Al centro del colloquio, secondo quanto riferiscono fonti di Palazzo Chigi, l’agenda per la crescita e gli investimenti in Europa; tema centrale nella strategia di alleanze e network che il premier sta tessendo attorno all’approccio ’pro-growth’ - a favore della crescita - che ha contraddistinto la presidenza italiana dell’Unione e le indicazioni maturate anche dal G20 di Brisbane (dove era presente Lagarde).

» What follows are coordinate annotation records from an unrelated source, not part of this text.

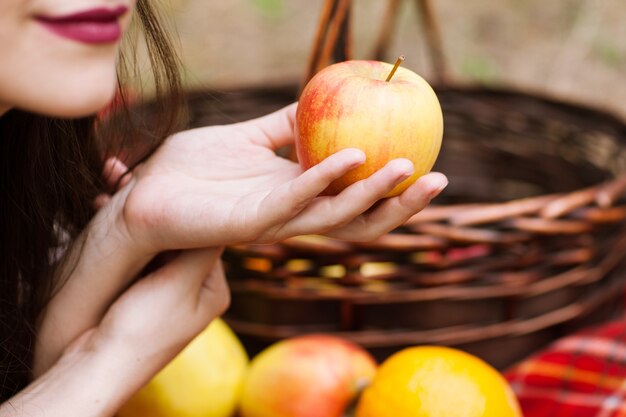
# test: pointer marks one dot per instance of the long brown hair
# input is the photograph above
(50, 173)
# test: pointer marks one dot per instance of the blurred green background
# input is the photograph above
(574, 49)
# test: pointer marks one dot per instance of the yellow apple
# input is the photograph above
(306, 376)
(352, 105)
(204, 380)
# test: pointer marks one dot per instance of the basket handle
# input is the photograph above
(333, 37)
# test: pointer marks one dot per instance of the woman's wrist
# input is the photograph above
(95, 270)
(87, 381)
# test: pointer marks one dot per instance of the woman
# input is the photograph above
(90, 309)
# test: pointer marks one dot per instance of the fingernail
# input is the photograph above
(357, 155)
(403, 177)
(438, 187)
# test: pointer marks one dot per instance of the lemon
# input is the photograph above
(204, 380)
(431, 381)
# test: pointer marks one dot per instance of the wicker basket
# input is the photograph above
(527, 242)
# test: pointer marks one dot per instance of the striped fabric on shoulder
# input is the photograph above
(583, 375)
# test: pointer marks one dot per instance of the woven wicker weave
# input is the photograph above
(526, 243)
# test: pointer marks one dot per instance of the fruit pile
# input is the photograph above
(320, 375)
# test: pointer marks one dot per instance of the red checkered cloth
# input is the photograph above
(583, 375)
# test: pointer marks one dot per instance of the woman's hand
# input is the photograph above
(211, 187)
(224, 185)
(141, 332)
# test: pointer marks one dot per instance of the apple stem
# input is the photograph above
(395, 67)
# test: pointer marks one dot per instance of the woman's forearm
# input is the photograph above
(81, 383)
(96, 269)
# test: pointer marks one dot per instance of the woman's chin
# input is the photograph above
(72, 107)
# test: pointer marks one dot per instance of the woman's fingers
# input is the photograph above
(274, 130)
(287, 200)
(328, 213)
(394, 211)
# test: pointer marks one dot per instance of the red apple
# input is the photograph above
(352, 105)
(306, 376)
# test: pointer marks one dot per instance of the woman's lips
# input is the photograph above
(92, 26)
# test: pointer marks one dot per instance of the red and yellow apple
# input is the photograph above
(352, 105)
(306, 376)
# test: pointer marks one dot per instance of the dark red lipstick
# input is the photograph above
(94, 26)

Sull’importanza delle riforme è intervenuto anche Jyrki Katainen, il vicepresidente della Commissione Ue con le deleghe a Crescita e Competitività, secondo il quale da solo il Piano Juncker di invesitmenti non basta, "servono le riforme oppure tutto sarà inutile. Se restano ostacoli burocratici agli investimenti privati, se l’amministrazione è lenta, se ci sono incognite non finanziarie, il nuovo fondo Efsi potrà far poco". In un’intervista alla Stampa ha spiegato che vanno rimosse le barriere e gli Stati devono far ordine in casa. "La risposta non è nel creare nuovo debito - dice in un’intervista alla Stampa - ma nel focalizzarci sulle riforme che servono a stimolare la ripresa".